As the programs chair for the committee, I am soliciting and will be submitting proposals on the committee's behalf. Proposals need not come solely from committee leaders; any member of the committee is free to make a proposal. Once we have all of your proposals in hand, I will be working with Chair Fleming and Vice Chairs Lifshitz and Kunz to select among them in mid October. Soon thereafter, we'll let you know the final slate, and you can begin your planning. You do not necessarily need to have a full slate of speakers set before making your proposal, although you should have some sense that you can pull together a panel if you get the slot.
Please respond by, Friday, September 25, with proposals for Spring Meeting programs. Proposals may be in the text of an email message to jon.rubens@bullivant.com and should include:
1. Proposed program title;
2. Short description of the program topic;
3. Program Chair name and contact info;
4. Program Materials Coordinator (preferably not the same person as Program Chair) name and contact info;
5. Preferred time slot;
6. Potential co-sponsoring committee and a contact person with that committee;
7. Your comment on why this would be of interest to our audience in Denver;
8. List of potential speakers;
9. List of any potential speakers who may seek to have the Section waive meeting registration (government lawyers and judges only) and who may seek meeting expense reimbursement (government lawyers, judges, and limited other);
10. Any additional comment.
Keep in mind the following points while you prepare proposals:
- The Section seeks descriptive titles and topics; general titles such as 'hot topics in ___' are discouraged and may lead the program review committee not to consider our proposal fully.
- The Section requires diversity on all program panels.
- Co-Sponsored programs are favored.
- Each program must have a Program Chair and should also try to designate a separate Program Materials Coordinator. These are good opportunities for younger or newer members of the committee to participate in the programming process.
- Programs must have original materials. This does NOT include publicly available cases, statutes or regulations, previously published articles, pamphlets or books, or materials from websites.
- Programs should be interactive discussions. Programs should not consist of a series of presenters giving solo 10-15 minute talks, one after the other.
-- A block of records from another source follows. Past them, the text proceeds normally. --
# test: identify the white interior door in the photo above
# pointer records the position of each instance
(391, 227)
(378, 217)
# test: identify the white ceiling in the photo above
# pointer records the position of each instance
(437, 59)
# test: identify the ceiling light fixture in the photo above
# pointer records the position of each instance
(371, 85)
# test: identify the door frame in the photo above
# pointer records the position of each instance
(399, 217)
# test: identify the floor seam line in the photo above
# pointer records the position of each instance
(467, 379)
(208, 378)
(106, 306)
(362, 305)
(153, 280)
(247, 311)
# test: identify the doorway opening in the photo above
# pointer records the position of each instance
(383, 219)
Instead, we seek programs that involve a group of panelists discussing topics in an interactive format, keeping the audience engaged, and inviting questions throughout or at discrete points through the program, not squeezed into time remaining at the end;
- The Cyberspace Committee's two allocated slot programs will be scheduled at some time on Friday April 23, or Saturday April 24, but exact program time slots have not been fixed yet.
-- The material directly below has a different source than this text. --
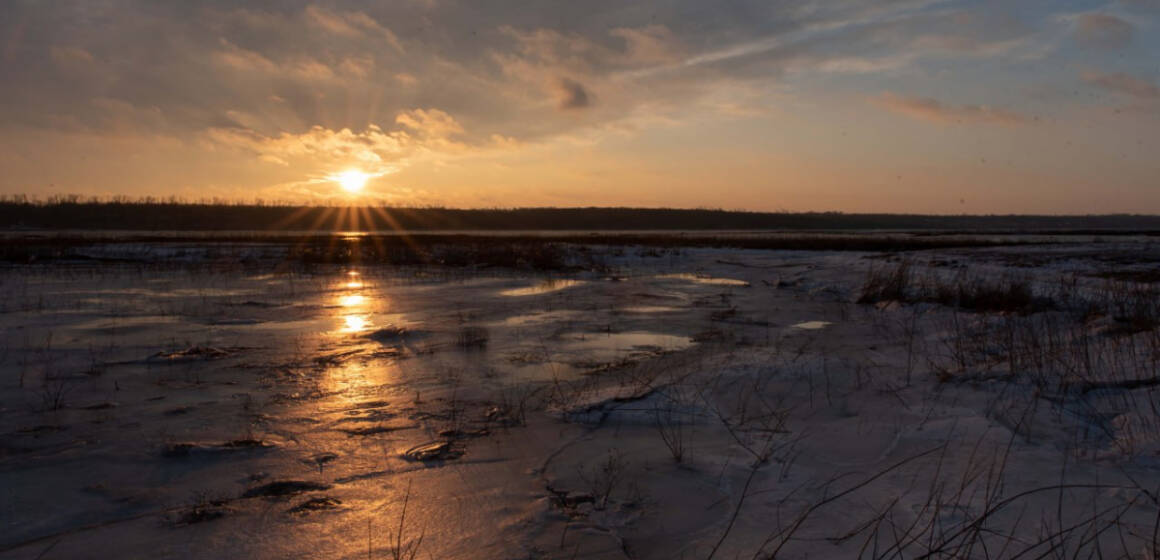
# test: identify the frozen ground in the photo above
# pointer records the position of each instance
(695, 404)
I have already spoken with a few committee members about possible programs. Please don't assume I or someone else will be submitting proposals for those programs! I still need a proposal from you.
Remember, we always encourage topical discussions, presentations, and speakers at subcommittee, task force and working group meetings. These presentations will continue to be announced in the Section's meeting materials, even though they do not afford CLE credits. Today, we are only looking for proposals on full-fledged 'Programs'.